According to Moroccan newspaper El Massae, the Moroccan army has built an unprecedented security wall along its border with Mauritania. According to El Massae’s source, the royal army has mobilized heavy military equipment in preparation for a large-scale armed operation along the border with Mauritania.
Abdel Fattah Al-Warrak, Inspector-General of Morocco’s Royal Armed Forces, gave instructions to raise the state alarm to the fullest extent to respond to any ceasefire violations carried out by Polisario in Guerguerat.
Morocco’s reaction to Polisario’s movement was very strong. The military equipment sent recently will reinforce the troops deployed on January 9 in the buffer zone.

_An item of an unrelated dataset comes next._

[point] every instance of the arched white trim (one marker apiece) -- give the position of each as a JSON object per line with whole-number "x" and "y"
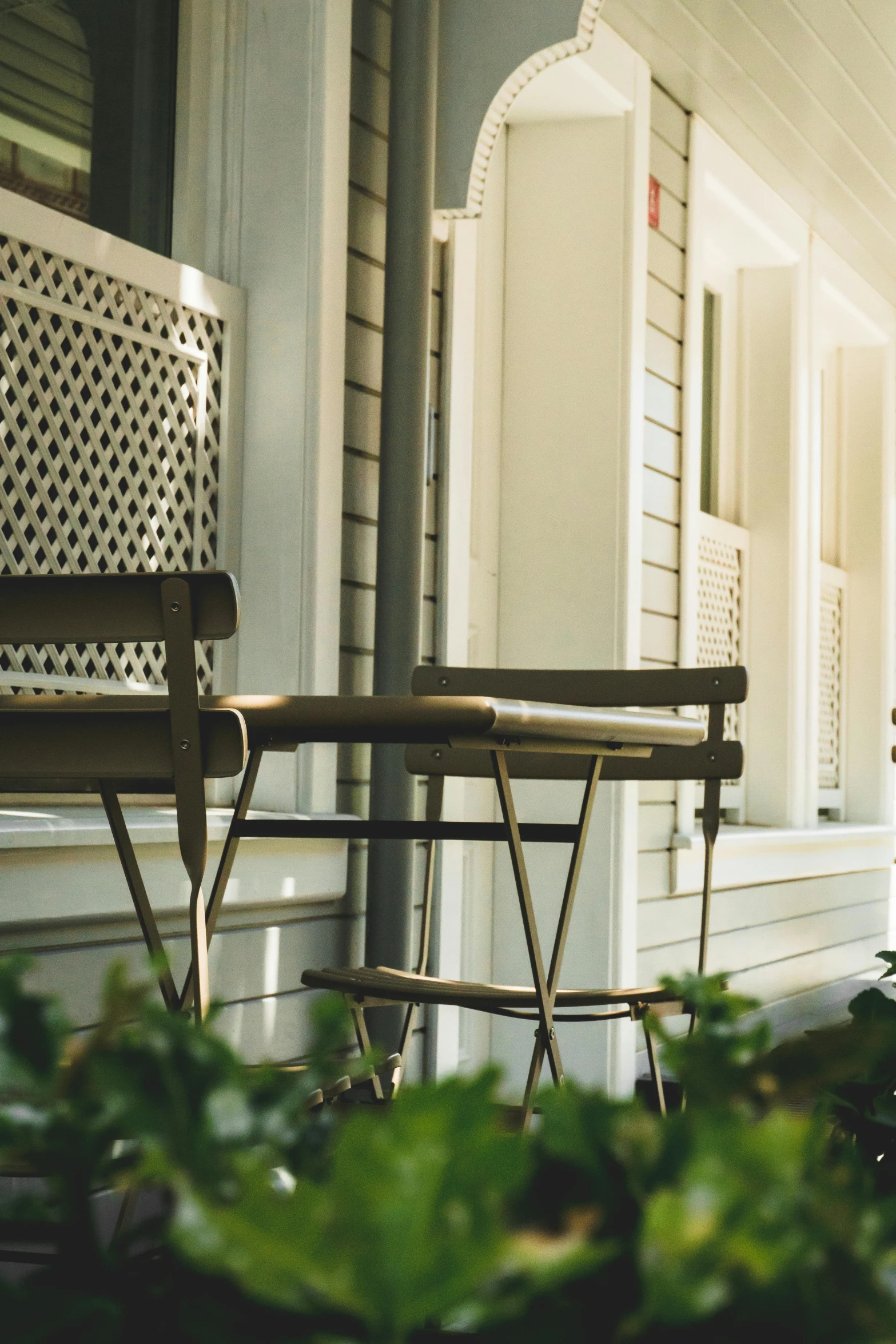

The Inspector General of the armed forces also ordered the military air bases to raise the state alert to the maximum level. The instructions include the southern air force bases.
Moroccan fighter jets are flying over the buffer zone, ready to respond to any provocation.
The separatist movement has been setting up illegal checkpoints in the border area between Morocco and Mauritania in recent weeks.
The Polisario Front has also deployed its militia and tried to hinder traffic in the buffer zone, defying the UN Security Council and violating the United Nations’ 1991 ceasefire agreement.
To avoid further escalation, Morocco called on both the UN and MINURSO to intervene and stop Polisario’s illegal maneuvers in the region.
Morocco’s calls were reiterated on January 12 during a talk held between Morocco’s Minister of Interior Abdelouafi Laftit and Head of MINURSO Colin Stewart.
During the meeting, Laftit reasserted Morocco’s commitment to supporting MINURSO and UNSG Envoy Kohler Horst in fulfilling their mandate, emphasizing that Polisario’s activities could undermine peace, stability, and security in Guerguerat and hinder the negotiation process to reach a mutually acceptable solution to end the four-decade-long conflict over the Western Sahara.